Daily Development for Monday, October 18,
1999
By:
Patrick A. Randolph, Jr.
Professor of Law
UMKC School of Law
Of Counsel: Blackwell Sanders Peper Martin
Kansas City, Missouri
randolphp@umkc.edu
FRAUDULENT CONVEYANCES; REQUIREMENT OF FRAUDULENT
INTENT: In light of the fact that a defendant rarely, if ever admits to actual
intent, where statute requires a
showing of actual fraudulent intent, a court may infer such intent from the
facts.
Beal Bank, SSB v. Felix J. Pittorino, Etc.,
et al., No. 981029 (1st Cir. 1999).
Defendants, Felix Pittorino and Ralph P.
Amelia, as trustees of the Pigeon Hill Trust, guaranteed several loans, made to
Felix Pittorino, individually, which went unpaid. The bank made claims against Pittorion
individually and against the trust (through Pittorino and Amelia) as guarantor.
The court bifurcated the claim against Pittorino individually.
After judgment entered against Pittorino,
but prior to the commencement of trial against Amelia and Pittorino, Amelia
transferred the bulk of the Trust's assets to Pitt Construction and ALA Realty
Trust. Pittorino was the president, treasurer, and controlling shareholder of
Pitt Construction and Amelia was the sole trustee of ALA, while Amelia's wife
was the sole beneficiary. The trust then settled the case against it and a
judgment was entered against the trust for a little over $3 million. The
Trust's remaining assets were far below this amount.
The Bank alleged that the conveyances were
fraudulent and therefore voidable pursuant to M.G.L.c. 109A which states that a
conveyance made with actual intent to hinder, delay or defraud either present
or future creditors, is fraudulent. M.G.L.c.109A, §7.
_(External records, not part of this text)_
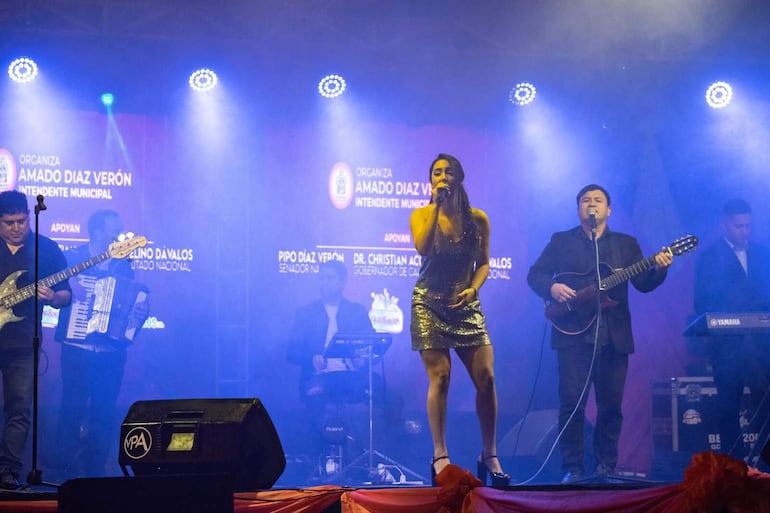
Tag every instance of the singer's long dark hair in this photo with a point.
(458, 195)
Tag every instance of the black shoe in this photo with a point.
(572, 476)
(433, 468)
(499, 479)
(8, 481)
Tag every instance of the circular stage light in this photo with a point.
(203, 80)
(22, 70)
(108, 99)
(522, 93)
(719, 95)
(331, 86)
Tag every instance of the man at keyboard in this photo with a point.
(325, 379)
(733, 275)
(92, 364)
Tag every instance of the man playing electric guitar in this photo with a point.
(17, 253)
(573, 251)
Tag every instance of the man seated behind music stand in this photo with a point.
(328, 380)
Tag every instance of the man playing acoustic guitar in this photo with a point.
(565, 276)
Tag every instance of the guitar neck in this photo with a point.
(27, 292)
(627, 273)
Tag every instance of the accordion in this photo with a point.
(107, 313)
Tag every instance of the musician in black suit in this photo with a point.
(91, 367)
(733, 275)
(573, 251)
(17, 253)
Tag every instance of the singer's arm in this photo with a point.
(481, 271)
(424, 224)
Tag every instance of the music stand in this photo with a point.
(369, 345)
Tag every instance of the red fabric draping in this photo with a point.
(308, 500)
(647, 500)
(717, 482)
(454, 484)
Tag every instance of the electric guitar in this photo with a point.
(11, 296)
(578, 314)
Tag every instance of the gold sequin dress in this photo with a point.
(445, 272)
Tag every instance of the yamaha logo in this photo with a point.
(137, 443)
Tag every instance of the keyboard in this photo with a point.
(722, 323)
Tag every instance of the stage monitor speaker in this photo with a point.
(147, 494)
(234, 437)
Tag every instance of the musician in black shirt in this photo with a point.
(733, 275)
(572, 252)
(91, 367)
(17, 253)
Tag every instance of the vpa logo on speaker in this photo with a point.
(137, 443)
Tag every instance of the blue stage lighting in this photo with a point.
(719, 95)
(331, 86)
(203, 80)
(22, 70)
(522, 93)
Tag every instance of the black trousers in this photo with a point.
(608, 378)
(739, 361)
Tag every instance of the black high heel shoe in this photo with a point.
(499, 479)
(433, 468)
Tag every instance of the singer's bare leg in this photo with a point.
(438, 365)
(480, 364)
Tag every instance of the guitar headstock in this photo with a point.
(124, 248)
(683, 245)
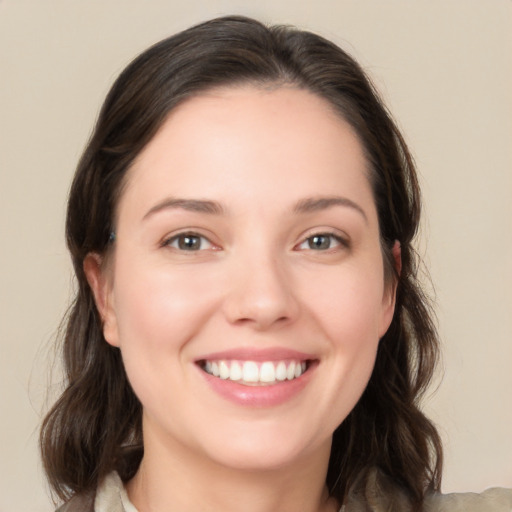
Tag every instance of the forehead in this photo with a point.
(243, 141)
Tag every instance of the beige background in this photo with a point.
(444, 67)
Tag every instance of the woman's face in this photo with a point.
(246, 288)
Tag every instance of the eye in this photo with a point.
(188, 242)
(321, 242)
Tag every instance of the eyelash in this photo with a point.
(175, 239)
(339, 241)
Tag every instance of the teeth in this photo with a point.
(250, 372)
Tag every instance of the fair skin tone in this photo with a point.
(246, 234)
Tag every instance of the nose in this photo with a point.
(262, 295)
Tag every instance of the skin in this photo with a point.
(256, 281)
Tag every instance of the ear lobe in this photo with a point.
(389, 299)
(101, 286)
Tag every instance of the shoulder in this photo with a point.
(379, 493)
(492, 500)
(80, 503)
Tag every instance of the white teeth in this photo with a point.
(290, 373)
(223, 370)
(267, 372)
(236, 371)
(281, 371)
(251, 372)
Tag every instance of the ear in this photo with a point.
(389, 299)
(100, 281)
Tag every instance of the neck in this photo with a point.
(173, 478)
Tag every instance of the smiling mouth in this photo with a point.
(252, 373)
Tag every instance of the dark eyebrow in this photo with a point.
(314, 204)
(191, 205)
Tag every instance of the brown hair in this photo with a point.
(95, 426)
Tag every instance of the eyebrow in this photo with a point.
(315, 204)
(191, 205)
(306, 205)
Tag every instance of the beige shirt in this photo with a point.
(112, 497)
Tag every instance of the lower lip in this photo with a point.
(258, 396)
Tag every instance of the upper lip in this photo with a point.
(257, 355)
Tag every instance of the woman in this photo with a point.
(248, 330)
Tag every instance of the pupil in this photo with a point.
(319, 242)
(189, 242)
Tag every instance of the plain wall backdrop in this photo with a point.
(444, 69)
Held: Pursuant to the Massachusetts Uniform
Fraudulent Conveyance Act, courts may infer fraudulent intent by considering
certain "badges of fraud" including (1) actual or threatened
litigation against a debtor; (2) purported transfer of all or substantially all
of a debtor's property; (3) insolvency or other unmanageable indebtedness on
the part of a debtor; (4) a special relationship between the debtor and
transferee; and, (5) retention by the debtor of the property involved in the
putative transfer. Comment 1: Note that this case was decided under the Uniform
Fraudulent Conveyance Act and not the more recent Uniform Fraudulent Transfer
Act. The court held that the Fraudulent Transfer Act, which Massachussets
adopted after the events described in this case, did not apply retroactively.
Comment 2: A major defense raised by the
trust was a form of estoppel based upon the notion that the FDIC had earlier
determined not to pursue the guarantor and, relying upon that, the parties had
reordered their assets (this does not refer to the alleged fraudulent
conveyance that is the subject of the case.) The court invoked the now classic
D'Oench doctrine to disallow the estoppel claim when it appeared that there was
nothing in the FDIC files to support the alleged representation to the defendants
that the FDIC would not pursue the guarantors.